"Jokowi serta para tergugat lainnya, harus dan absolut hadapi penggugat di pengadilan, buktikan dan munculkan ijazah tersebut."
Sejak lama isu dugaan ijazah palsu yang dimiliki Presiden Jokowi itu jauh sebelum Bambang Tri Mulyono menggugat Presiden Jokowi.(Baca: Jokowi Digugat Ijazah Palsu, Gugatan Salah Alamat?), belum berahir juga, harusnya diahiri.
Selain Presiden Jokowi sebagai tergugat I, juga ikut digugat adalah; tergugat II Komisi Pemilihan Umum (KPU); tergugat III Majelis Permusyawaratan Rakyat (MPR); serta tergugat IV Kementerian Pendidikan, Kebudayaan, Riset, dan Teknologi (Kemenristekdikti).
Gugatan itu didaftarkan dengan klasifikasi perkara adalah perbuatan melawan hukum dengan nomor perkara: 592/Pdt.G/2022/PN Jkt.Pst. (Baca: di SIPP PN Jakarta Pusat).
Lebih hebohnya, karena tidak beberapa lama Bambang Tri Mulyono telah mendaptarkan gugatannya di PN Jakarta Pusat, pada Senin (3/10/2022), malah ditangkap oleh Direktorat Tindak Pidana Siber (Dittipidsiber) Bareskrim Polri menangkap penggugat ijazah  pada Kamis (13/10/2022), terkait kasus ujaran kebencian dan penistaan agama.

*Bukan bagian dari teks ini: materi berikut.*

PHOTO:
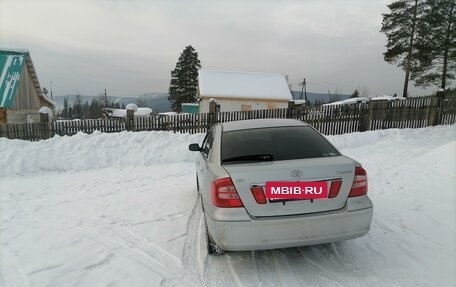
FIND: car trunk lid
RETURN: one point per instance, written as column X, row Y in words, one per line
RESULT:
column 248, row 175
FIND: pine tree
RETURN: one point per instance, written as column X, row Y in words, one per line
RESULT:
column 399, row 27
column 355, row 94
column 436, row 44
column 184, row 79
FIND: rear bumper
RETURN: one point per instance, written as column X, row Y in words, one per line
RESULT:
column 352, row 221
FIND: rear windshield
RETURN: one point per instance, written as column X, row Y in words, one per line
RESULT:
column 277, row 143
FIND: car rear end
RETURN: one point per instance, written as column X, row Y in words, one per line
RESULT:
column 240, row 217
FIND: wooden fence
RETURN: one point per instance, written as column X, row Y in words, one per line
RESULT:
column 329, row 120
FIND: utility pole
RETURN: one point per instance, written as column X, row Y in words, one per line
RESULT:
column 106, row 99
column 304, row 90
column 52, row 98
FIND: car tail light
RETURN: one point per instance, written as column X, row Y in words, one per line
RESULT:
column 224, row 193
column 359, row 186
column 335, row 188
column 258, row 194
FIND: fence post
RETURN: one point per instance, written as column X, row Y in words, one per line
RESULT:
column 130, row 124
column 434, row 111
column 212, row 116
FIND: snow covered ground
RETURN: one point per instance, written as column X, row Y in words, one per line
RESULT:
column 121, row 210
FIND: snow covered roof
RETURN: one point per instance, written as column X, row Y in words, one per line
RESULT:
column 232, row 84
column 387, row 98
column 122, row 113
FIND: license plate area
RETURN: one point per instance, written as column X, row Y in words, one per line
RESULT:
column 296, row 190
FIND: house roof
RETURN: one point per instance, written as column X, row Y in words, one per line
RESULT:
column 11, row 67
column 232, row 84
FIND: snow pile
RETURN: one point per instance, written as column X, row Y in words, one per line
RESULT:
column 359, row 139
column 94, row 151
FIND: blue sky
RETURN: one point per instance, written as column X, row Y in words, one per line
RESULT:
column 130, row 47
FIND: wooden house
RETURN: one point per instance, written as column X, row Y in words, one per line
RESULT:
column 21, row 96
column 242, row 91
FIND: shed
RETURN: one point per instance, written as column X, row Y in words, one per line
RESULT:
column 21, row 96
column 242, row 91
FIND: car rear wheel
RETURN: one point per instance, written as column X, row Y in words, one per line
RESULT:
column 212, row 247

Harus Hadapi di Pengadilan
Pernyataan dari Rektor UGM pun yang turut menegaskan bahwa keyakinan mereka adalah Ijazah Jokowi asli. (baca: Hot Isu: Rektor UGM tentang Ijazah Presiden Jokowi).
Ini bukan soal yakin dan tidak yakin, butuh dimunculkan atau dibuktikan secara nyata di pengadilan, karena kasusnya tengah di sidang oleh Pengadilan Negeri Jakarta Pusat.
Jadi hanya satu jalan, Presiden Jokowi sendiri harus hadapi secara hukum di Pengadilan Negeri dimana digugat, disana harus diselesaikan dan bukan pernyataan di luar pengadilan.
Atau bukan dengan cara memunculkan dan bertemu teman-teman sekolah Presiden Jokowi di segala jenjang sekolah tersebut. Itu semua tidak ada gunanya di depan hukum.
Malah masyarakat atau publik bisa tambah menduga akan kepalsuan ijazah tersebut, bila para tergugat tidak menghadapinya di pengadilan yang sementara digelar.
Peristiwa hukum harus dipahami menjadi satu kesatuan peristiwa yang wujud nyata serta intelektual dan bukan liar di publik. Jangan mrnambah keraguan publik atau masyarakat.
Bukan menjadi satu keadaan yang dibuat-buat tapi kasus  ini sudah difasilitas negara sebagai negara hukum yang harus diprioritaskan dengan pendekatan secara ilmu hukum di depan pengadilan.